If only he had his staff! He could feel the wind seeking him but couldn’t call it, couldn’t float out on it, not without his staff, under the ground as he was. Maybe someday, now that he was gaining believers and magic, but no, of course not today, not when he needed it.
Jamie looked the other way, and Jack took the chance, diving from one shelter to another, inching his way closer to the stairs. Suddenly Jamie turned, whipping around to stare directly into Jack’s eyes.
Their gazes held for a drawn moment before Jack broke, pitching a hastily formed snowball into Jamie’s face and dashing for the stairs. He heard Jamie call his name, recovering quickly from years of experience of snowball fights, demand that Jack stop, but Jack ignored him, scrambling up the stairs. The silks he was wearing tangled around his legs and he cursed them, feeling them catch and tear on the stairs as he struggled toward the door.
His fingers brushed the knob and Jamie’s hand closed around his leg. Jack cried out as Jamie yanked, banging knees and elbows as he went down, skidding down several stairs as he fell. His cheek hit the top stair and he saw stars, dazed long enough for Jamie to latch an arm around his waist.
Jack went wild, screaming and begging, making Jamie fight for every inch back toward the under cellar, until trying to hold onto him was like trying to hold onto a blizzard. He kicked and flailed, Jaime’s arm like an iron bar around his waist, the temperature in the basement dropping to the single digits as he panicked. The floor iced over under them and Jamie slid, hitting the ground with a painful thud.
If anything, his grip tightened as he fell. Jack gave a desperate twist, back arching and elbow driving into Jamie’s stomach. Silk ripped, the seam giving way under stress and Jack squirmed out of Jamie’s arms and darted away, scrambling for the staircase.
Jamie leapt, landing on Jack in a desperate tackle and knocking the breath from Jack’s body. They rolled across the floor, locked together as they grappled.
Jamie managed to roll on top of Jack, using his higher body weight to pin the smaller spirit face down. Jack bucked, desperate to get away as Jamie pulled on the ripped shirt, shredding it and using the remains to bind Jack’s wrists tightly behind his back, winding the ruined material up his arms and binding them wrist to elbow.
He kept his hand in the knots as he stood, using it to pull Jack back when he tried to run, slinging Jack over his shoulder and ignoring the struggles, the kicks and curses and desperate pleas as he strode back down the stairs, the trapdoor falling shut with the finality of a coffin.
Notes:
...so, have I earned a spot in the Evil Authors club yet?
Chapter Text
Jack hit the bed with a grunt, the breath knocked out of him for the second time in less than ten minutes when Jamie unceremoniously dropped him. He twisted and struggled against his bonds as Jamie paced at the end of the bed, but the silk just twisted deeper into his arms with each pull against it.
Jamie stopped pacing at the foot of the bed, staring down at Jack, who glared back, his eyes cold and hard as ice to Jamie’s snapping fire. Jack’s chest heaved with each breath, and he knew he was starting to bruise where he’d impacted with the stairs and floor, from Jamie’s grip as they grappled, each one its own little bright spot of pain.
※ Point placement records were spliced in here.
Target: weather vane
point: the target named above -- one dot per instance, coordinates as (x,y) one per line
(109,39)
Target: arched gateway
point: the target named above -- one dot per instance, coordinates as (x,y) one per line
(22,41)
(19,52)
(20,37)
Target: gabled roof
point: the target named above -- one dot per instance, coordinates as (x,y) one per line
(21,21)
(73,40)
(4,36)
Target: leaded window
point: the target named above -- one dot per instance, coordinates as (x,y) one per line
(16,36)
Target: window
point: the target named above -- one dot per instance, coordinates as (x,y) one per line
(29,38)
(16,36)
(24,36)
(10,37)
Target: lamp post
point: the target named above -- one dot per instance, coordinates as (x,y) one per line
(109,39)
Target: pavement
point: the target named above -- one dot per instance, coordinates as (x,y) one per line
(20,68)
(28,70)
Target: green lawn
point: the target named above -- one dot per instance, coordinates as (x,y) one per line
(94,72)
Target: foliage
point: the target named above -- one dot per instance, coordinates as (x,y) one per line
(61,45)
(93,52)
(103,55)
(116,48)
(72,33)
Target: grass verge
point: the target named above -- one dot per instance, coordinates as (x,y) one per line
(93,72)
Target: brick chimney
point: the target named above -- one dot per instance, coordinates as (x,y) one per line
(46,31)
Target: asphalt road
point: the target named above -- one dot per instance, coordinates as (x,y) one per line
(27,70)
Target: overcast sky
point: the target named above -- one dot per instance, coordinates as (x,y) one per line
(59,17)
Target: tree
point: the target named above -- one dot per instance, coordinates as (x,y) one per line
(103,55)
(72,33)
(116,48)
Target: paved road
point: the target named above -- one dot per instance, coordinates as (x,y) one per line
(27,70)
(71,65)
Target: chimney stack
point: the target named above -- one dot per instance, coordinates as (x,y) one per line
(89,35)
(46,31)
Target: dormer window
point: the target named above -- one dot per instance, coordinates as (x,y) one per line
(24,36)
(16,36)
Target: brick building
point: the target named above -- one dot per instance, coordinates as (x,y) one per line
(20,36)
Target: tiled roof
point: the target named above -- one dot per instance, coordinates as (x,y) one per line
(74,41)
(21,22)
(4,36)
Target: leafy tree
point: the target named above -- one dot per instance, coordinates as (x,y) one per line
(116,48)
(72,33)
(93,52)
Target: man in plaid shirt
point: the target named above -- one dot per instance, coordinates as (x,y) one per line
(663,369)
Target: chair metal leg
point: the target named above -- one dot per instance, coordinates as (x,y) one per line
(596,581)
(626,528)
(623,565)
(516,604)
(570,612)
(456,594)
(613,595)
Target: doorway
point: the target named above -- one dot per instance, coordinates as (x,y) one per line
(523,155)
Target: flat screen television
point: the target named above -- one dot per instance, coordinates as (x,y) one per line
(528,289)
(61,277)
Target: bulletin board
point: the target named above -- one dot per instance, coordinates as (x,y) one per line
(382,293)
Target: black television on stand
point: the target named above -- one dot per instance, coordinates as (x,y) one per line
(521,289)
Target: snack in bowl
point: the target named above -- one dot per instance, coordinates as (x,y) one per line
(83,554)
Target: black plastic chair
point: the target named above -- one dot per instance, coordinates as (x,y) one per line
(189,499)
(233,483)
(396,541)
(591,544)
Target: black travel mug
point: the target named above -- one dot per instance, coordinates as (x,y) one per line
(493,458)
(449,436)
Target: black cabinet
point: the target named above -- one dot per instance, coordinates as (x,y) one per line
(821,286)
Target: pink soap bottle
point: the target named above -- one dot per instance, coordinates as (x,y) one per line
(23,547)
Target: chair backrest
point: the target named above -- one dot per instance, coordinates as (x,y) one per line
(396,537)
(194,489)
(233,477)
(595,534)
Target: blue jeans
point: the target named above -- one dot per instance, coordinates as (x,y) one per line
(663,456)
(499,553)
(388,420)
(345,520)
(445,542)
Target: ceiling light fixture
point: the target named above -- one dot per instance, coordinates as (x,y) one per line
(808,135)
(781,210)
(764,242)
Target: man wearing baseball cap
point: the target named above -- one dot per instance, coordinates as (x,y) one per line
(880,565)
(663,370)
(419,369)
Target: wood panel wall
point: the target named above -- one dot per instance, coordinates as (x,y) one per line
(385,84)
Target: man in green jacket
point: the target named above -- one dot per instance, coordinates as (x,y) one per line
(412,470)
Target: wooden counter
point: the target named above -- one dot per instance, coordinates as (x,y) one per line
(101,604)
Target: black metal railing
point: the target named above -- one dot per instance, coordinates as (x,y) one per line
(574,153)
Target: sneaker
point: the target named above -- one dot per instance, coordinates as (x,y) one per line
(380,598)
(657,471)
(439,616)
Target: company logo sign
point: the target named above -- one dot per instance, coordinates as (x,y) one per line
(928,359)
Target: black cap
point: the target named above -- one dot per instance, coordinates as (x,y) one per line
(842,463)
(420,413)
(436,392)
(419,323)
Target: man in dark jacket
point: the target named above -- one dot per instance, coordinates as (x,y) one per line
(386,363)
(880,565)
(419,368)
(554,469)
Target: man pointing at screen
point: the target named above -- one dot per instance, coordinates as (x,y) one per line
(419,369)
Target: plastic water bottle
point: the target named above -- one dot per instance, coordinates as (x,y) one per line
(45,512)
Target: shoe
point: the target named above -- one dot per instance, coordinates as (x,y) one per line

“Why?” Jamie demanded, fists balled at his side, “Why did you try to run away?”
“I told you,” Jack ground out, glaring back. “I can’t stay down here forever. I’m an elemental spirit, I need to be outside, and I’m a Guardian. I have responsibilities, and they don’t include being trapped in your basement!”
Jack winced as Jamie grabbed his arms, hands digging in to leave new bruises. “No, you don’t understand!” he cried, shaking Jack for emphasis. “I don’t care about your responsibilities, they aren’t more important than you being safe!”
“You can’t keep me down here like some kind of pet,” Jack snapped, temper finally at an end. “I’m never going to stop trying to get away, and someday you won’t catch me!”
Jamie’s face went blank as Jack panted, still holding far too tightly to Jack’s arms. Abruptly he wrenched Jack around and grabbed the back of Jack’s neck, shoving him face first into the mattress. “If you’re going to try and get away and won’t see reason, then I’ll have to punish you. I don’t want to, but this is for your own good.”
“What…Jamie, what are…” Jack struggled, fighting to raise his head as Jamie did something just out of his sight.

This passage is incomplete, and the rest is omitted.